Similarly, other scales, paraffin, asphaltene, and emulsions can deposit and build up in hydrocarbon flow paths. Therefore, inhibitor families are available to solve a wide variety of production concerns: Wax-Chek fluids and ParaSorb solids for paraffin issues; Scaletrol fluids and ScaleSorb solids for scale issues; Paravan fluids to disperse emulsions; etc.

It’s critical that these chemicals reach the produced fluids before they can begin to cause flow-assurance problems. One solution is the InjectSafe system, which provides a clean, safe pathway from the surface to the perforations, even in wells that require a subsurface safety valve. The system can be installed as part of an initial completion or added later as a wireline-retrievable replacement to a locked-out tubing-conveyed safety valve.

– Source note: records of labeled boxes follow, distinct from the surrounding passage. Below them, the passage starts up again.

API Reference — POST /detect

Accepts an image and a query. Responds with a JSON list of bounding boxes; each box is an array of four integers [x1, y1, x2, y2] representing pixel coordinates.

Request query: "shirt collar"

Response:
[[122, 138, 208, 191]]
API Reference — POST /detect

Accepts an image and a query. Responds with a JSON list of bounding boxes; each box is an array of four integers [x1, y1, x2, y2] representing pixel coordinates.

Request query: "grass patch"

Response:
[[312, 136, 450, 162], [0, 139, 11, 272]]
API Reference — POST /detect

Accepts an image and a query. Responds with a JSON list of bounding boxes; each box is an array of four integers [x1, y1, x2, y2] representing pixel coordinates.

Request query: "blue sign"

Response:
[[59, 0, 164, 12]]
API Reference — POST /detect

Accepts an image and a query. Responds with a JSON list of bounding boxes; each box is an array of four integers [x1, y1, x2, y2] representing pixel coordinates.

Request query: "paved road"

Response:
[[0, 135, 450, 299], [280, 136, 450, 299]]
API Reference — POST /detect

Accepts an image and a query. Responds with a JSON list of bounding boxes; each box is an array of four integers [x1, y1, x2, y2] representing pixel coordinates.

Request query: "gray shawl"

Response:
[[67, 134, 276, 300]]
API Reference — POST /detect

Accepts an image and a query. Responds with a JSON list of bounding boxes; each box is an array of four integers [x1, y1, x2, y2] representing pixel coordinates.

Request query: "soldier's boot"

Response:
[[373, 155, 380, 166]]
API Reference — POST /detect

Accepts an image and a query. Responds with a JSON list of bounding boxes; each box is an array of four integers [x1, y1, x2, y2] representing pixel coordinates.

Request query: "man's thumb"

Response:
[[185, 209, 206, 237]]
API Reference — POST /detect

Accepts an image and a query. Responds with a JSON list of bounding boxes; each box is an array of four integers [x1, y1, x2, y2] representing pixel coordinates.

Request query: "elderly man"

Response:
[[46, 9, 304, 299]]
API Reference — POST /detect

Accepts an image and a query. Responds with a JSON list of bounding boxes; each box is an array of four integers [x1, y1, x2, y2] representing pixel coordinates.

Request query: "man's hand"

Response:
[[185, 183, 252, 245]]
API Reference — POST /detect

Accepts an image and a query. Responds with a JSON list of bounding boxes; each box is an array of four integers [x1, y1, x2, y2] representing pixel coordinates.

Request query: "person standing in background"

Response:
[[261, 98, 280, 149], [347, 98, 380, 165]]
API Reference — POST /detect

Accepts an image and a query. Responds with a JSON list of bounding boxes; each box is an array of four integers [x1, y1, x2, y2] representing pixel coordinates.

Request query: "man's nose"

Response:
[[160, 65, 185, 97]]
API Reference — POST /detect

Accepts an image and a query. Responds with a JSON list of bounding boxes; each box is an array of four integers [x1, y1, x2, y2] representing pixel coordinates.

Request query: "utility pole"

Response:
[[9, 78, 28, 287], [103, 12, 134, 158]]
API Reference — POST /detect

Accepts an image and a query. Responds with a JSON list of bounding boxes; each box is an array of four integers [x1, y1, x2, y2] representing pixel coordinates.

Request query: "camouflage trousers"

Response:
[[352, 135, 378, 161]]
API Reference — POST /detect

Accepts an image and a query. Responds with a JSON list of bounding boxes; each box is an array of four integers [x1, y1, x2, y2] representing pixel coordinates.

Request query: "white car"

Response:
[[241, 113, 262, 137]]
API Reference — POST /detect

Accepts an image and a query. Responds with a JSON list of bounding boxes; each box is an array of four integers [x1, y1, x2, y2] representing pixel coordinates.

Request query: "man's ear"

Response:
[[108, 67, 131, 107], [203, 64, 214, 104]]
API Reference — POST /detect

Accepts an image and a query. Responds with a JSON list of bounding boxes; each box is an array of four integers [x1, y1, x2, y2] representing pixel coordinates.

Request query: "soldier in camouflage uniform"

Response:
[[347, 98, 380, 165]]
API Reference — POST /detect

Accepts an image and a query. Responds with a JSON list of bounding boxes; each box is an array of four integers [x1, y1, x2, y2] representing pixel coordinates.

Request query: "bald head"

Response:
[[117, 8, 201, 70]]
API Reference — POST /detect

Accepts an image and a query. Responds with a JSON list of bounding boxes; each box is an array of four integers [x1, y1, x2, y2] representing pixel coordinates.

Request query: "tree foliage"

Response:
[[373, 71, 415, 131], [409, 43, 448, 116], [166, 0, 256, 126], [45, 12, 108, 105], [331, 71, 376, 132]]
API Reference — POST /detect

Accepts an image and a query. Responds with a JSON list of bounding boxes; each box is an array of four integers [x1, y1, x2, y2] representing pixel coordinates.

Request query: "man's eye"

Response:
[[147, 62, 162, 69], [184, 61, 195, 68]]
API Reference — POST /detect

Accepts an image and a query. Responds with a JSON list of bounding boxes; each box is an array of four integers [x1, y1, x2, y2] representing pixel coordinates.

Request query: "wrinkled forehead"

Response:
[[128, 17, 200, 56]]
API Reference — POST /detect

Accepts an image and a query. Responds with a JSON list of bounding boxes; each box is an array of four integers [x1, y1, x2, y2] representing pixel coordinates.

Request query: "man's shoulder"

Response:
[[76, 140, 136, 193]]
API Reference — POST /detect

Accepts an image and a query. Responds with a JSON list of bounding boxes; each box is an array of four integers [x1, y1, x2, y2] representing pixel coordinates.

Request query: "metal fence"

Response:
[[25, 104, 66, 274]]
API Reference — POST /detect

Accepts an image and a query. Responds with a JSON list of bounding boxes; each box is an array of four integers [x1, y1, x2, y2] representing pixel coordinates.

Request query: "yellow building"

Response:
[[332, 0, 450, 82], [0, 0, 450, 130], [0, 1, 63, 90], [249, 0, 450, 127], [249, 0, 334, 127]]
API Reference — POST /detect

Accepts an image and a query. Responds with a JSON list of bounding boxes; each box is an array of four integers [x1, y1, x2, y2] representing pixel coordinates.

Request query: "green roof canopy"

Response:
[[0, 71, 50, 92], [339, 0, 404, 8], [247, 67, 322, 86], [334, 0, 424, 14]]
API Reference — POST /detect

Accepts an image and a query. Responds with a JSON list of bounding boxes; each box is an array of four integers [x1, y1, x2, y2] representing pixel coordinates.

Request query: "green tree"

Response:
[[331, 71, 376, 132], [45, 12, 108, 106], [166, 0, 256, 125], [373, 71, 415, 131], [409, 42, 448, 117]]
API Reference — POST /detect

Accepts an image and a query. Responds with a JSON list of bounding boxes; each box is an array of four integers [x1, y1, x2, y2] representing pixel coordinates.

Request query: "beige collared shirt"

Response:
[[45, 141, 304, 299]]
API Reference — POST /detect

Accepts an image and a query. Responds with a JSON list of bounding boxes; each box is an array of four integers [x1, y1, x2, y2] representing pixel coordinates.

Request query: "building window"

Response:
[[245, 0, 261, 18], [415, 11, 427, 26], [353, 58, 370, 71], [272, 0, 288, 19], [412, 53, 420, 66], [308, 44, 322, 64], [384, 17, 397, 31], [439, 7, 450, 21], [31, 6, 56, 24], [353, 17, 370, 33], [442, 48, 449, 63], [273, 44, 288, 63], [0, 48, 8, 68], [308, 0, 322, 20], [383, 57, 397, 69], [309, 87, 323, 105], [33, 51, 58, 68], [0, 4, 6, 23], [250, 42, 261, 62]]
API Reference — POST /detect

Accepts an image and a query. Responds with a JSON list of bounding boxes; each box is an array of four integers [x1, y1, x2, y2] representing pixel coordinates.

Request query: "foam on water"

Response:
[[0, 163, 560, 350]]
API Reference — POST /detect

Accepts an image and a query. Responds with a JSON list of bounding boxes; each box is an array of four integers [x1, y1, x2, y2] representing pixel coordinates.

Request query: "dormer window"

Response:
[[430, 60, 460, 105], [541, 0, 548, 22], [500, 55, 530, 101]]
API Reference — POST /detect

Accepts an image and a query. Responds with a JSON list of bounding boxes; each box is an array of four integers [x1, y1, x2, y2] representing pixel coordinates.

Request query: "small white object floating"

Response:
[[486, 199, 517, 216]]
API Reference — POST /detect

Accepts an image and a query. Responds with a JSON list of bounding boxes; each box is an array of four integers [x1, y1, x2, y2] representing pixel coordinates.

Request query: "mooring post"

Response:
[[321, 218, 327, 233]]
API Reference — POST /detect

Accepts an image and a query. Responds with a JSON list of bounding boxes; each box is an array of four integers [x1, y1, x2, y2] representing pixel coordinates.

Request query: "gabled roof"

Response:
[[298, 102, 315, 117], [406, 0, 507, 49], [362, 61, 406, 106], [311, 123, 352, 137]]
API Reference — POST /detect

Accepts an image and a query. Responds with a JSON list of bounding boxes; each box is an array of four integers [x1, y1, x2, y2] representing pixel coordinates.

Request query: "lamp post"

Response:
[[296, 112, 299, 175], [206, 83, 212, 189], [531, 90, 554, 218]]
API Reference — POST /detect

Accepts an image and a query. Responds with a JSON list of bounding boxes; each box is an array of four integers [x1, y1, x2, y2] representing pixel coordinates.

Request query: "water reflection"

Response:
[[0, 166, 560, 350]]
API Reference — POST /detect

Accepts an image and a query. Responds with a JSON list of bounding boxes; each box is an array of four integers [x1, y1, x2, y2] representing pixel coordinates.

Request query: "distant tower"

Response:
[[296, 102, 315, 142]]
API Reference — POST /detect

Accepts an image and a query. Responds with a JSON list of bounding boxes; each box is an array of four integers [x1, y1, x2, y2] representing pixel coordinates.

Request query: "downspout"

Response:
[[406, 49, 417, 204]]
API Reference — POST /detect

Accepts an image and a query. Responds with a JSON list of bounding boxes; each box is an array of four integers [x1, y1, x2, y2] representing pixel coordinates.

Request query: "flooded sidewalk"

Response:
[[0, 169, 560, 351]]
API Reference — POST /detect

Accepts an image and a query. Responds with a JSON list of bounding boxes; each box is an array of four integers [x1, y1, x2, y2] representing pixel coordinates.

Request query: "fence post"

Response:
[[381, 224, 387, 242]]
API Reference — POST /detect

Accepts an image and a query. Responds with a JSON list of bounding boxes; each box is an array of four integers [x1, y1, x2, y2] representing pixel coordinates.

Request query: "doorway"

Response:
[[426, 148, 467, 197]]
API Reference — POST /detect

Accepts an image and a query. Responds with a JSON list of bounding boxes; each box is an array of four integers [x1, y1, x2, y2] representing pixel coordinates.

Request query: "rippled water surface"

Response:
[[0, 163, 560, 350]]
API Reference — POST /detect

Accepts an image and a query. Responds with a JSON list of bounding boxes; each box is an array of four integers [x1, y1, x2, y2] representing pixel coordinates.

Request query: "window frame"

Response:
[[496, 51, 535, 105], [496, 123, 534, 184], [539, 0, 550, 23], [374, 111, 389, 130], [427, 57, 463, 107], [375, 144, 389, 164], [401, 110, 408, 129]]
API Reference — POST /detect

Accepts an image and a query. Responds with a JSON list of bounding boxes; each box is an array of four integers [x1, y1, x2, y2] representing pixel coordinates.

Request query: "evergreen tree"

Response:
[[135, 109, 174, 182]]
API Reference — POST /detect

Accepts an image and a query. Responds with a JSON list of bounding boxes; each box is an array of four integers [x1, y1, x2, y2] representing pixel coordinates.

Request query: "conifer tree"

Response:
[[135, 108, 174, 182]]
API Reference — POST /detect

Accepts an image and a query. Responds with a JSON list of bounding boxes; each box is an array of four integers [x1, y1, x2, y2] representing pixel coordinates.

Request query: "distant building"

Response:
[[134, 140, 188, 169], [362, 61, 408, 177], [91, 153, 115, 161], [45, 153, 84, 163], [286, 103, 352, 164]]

The availability of both solid and fluid inhibitors for many of these tasks adds another dimension of prevention: the ability to begin the inhibition effort deep in the formation. Active chemicals in the Sorb family of inhibitors are imbibed on a solid matrix, so they can be pumped with proppant or gravel during well completion to provide long-term inhibition. This means produced fluids are inhibited before they reach the near-wellbore area, the perforations, or other deep areas where temperature and pressure changes might otherwise allow deposition to occur.

There is a chemistry solution for almost any flow assurance or corrosion challenge. Many are proactive, meaning that their application can prevent the problem from occurring in the first place. Often, continuous low-volume treatments of chemicals can forestall problems altogether.